No test for detecting cancer is 100 per cent accurate, but best practice should be able to counteract any uncertainty, write Cathal Walsh, Alan Kellyand Shane Allwright
Considerable anxiety has been aroused recently about missed cases of breast cancer.
Much of the public commentary has been about trying to identify what went wrong in the system, who knew about it, and how they may be held accountable. But there is another angle we should consider.
As pointed out in this paper's Medical Matterscolumn and on the letters page, the tests that we have in this area are imperfect.
It can be extremely difficult to distinguish between "normal" and "abnormal" images and this is reflected in the observed error rates.
Indeed, a recent paper in the Journal of the National Cancer Instituteindicates that when properly carried out, this test will pick up the disease in only about four out of five patients with cancer.
To someone outside of the field, this level of ascertainment may seem low. Indeed, our experience with teaching senior Trinity medical students reveals that this comes as a surprise to them also. However, it is typical of tests of this nature.
Thus, a "positive" or "negative" test result can only be treated as uncertain information about the true underlying disease status. What is critical is that the test result is used carefully when deciding how to manage a particular patient.
As scientists, we spend much of our time dealing with uncertainty. In a clinical setting, physicians deal with this by incorporating the test information with their own expertise and personal knowledge of the patient. Given the result of a diagnostic test, they can then, together with the patient, decide on the next stage of treatment.

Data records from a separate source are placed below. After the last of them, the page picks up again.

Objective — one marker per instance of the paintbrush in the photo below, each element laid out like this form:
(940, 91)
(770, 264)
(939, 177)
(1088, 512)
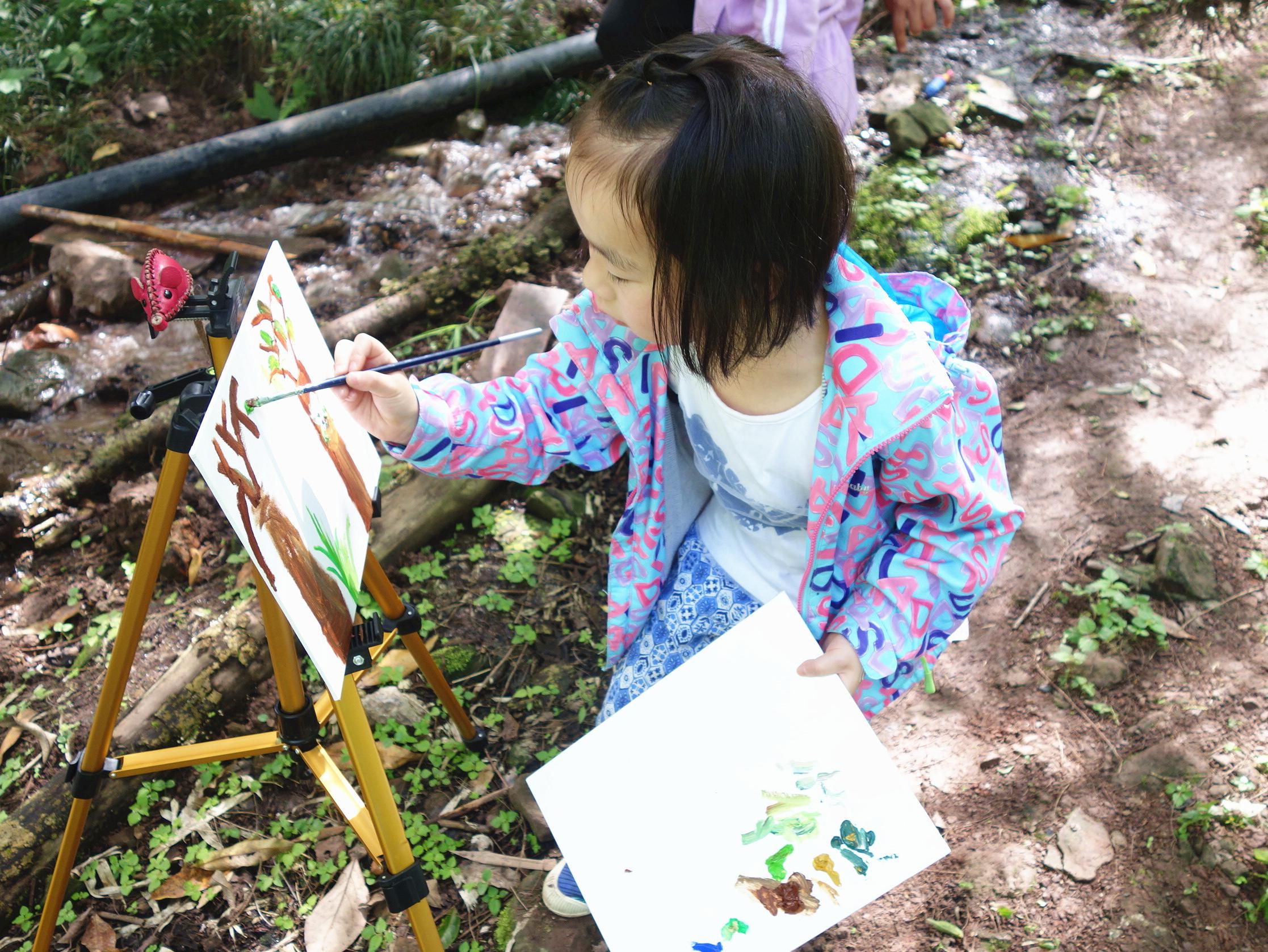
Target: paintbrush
(398, 365)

Using the data presented in the article by Miglioretti et al, in the Journal of the National Cancer Institute, the routine calculations can help inform our decisions. If someone tests negative on mammogram, then they are almost 99 per cent sure that they do not have cancer. This is reassuring, but not the absolute certainty we would like.

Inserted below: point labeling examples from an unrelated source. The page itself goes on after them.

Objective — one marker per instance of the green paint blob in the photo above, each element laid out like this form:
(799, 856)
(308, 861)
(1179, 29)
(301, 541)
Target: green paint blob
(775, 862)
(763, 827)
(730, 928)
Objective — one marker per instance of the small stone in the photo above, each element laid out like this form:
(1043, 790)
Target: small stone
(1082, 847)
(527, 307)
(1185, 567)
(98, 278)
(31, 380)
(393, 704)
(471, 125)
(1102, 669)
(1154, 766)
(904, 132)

Without invasive procedures we can rarely be 100 per cent sure that someone has not got cancer. But diagnostic tests provide us with a tool for highlighting the most suspicious cases. And even if someone with breast symptoms tests negative, they will continue to be monitored for new symptoms or changes.
In considering how to improve diagnostic services, there needs to be an understanding that we will never have perfection. There are two areas that deserve our attention.

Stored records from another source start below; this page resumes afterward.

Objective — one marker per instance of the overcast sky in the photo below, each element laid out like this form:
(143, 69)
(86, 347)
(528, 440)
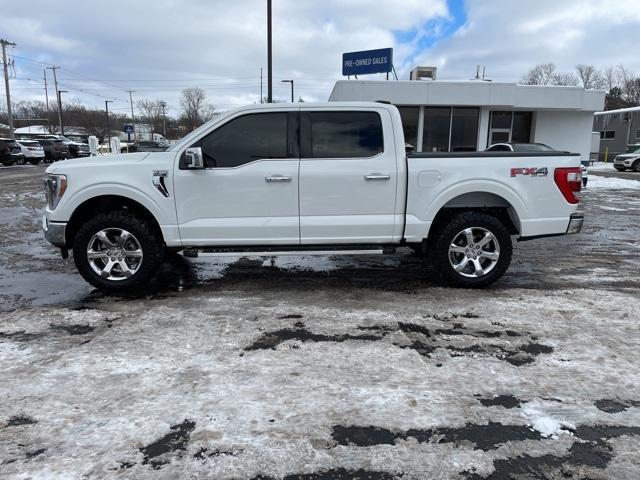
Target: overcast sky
(159, 47)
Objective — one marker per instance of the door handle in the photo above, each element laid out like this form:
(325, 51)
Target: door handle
(277, 179)
(376, 176)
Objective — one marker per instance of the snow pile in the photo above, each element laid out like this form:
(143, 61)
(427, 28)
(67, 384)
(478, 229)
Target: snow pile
(541, 421)
(601, 166)
(596, 181)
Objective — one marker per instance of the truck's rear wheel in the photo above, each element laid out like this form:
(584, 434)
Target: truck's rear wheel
(117, 251)
(472, 250)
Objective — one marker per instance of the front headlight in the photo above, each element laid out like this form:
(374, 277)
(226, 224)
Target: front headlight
(55, 186)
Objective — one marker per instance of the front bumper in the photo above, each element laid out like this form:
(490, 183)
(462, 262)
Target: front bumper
(575, 223)
(55, 232)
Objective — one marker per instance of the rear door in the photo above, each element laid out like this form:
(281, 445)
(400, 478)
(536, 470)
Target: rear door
(248, 192)
(348, 176)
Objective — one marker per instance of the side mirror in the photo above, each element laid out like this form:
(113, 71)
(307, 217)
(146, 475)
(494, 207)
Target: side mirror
(194, 158)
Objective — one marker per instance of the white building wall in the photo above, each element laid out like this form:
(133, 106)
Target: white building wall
(564, 130)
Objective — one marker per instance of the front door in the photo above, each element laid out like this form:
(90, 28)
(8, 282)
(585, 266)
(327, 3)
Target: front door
(248, 192)
(348, 176)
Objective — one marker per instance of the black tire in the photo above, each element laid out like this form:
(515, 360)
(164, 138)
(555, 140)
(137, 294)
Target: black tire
(151, 245)
(445, 235)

The first is that women going to breast clinics with health concerns should be provided with additional information about testing, access to services and input into decision-making about their own care.
The second is that we need to deploy resources in the system on the basis of evidence, rather than on the basis of speculation about what may have happened or could have happened.
Collating information about the number of tests carried out throughout the State, and the current detection rates at each centre, will be much more useful than trying to blame any particular individual for any possible error.
A sense of optimism about what we can achieve and a realism about what we cannot will help us work towards improving healthcare in an ever more demanding world.
Almost all diagnostic tests are subject to natural variability. There are differences between individuals, differences in the conditions that prevailed during the time that the test was being conducted and differences in the environment in which the test is being "read". This natural variability (think of it as introducing "noise") has the effect of degrading the "signal" that is being measured in a laboratory or clinical setting.
Thus when designing a testing procedure, we have to take this "noise" into consideration. This is done by calibrating the test so that it is able to give as accurate a result as possible. This accuracy can be estimated by examining how often it gives the "correct" result in a number of situations.
In particular, we can estimate how often the test returns a positive when an individual in fact has the disease; or how often it returns a negative when the individual does not have the disease.
We can then quantify our uncertainty by saying something about the chances that an individual has the disease, given the result of the test. This is referred to as the predictive value of a positive (or negative) test and is the crucial information that should inform a clinician's decision whether to treat.
These features of diagnostic tests are understood by many health professionals but can be difficult to communicate to a broader audience. Uncertainty is inevitable in this area. The best we can do is to choose the optimal treatment strategy on the test evidence that we have obtained. Regrettably, cases are missed. However, by better understanding the uncertainties, it is possible for doctors and patients to make better treatment decisions.
If someone tests positive, further investigation is required to make sure that these "suspicious" symptoms are investigated fully. If someone has tested negative, it is very reassuring, although any change in their symptoms will need to be monitored closely.
As the director of cancer control, Prof Tom Keane, told The Irish Timeslast month, "even the best quality cancer testing will never be 100 per cent accurate . . . No technology is 100 per cent accurate - it is a subjective science."
However, best practice, usually involving multidisciplinary approaches, ensures that the best possible decisions are taken about how to proceed in the face of uncertain information.
Prof Shane Allwright is associate professor of epidemiology and Dr Alan Kelly is a senior lecturer in biostatistics at the Department of Public Health and Primary Care, Trinity College Dublin. Dr Cathal Walsh is a lecturer in statistics at the Department of Statistics, TCD.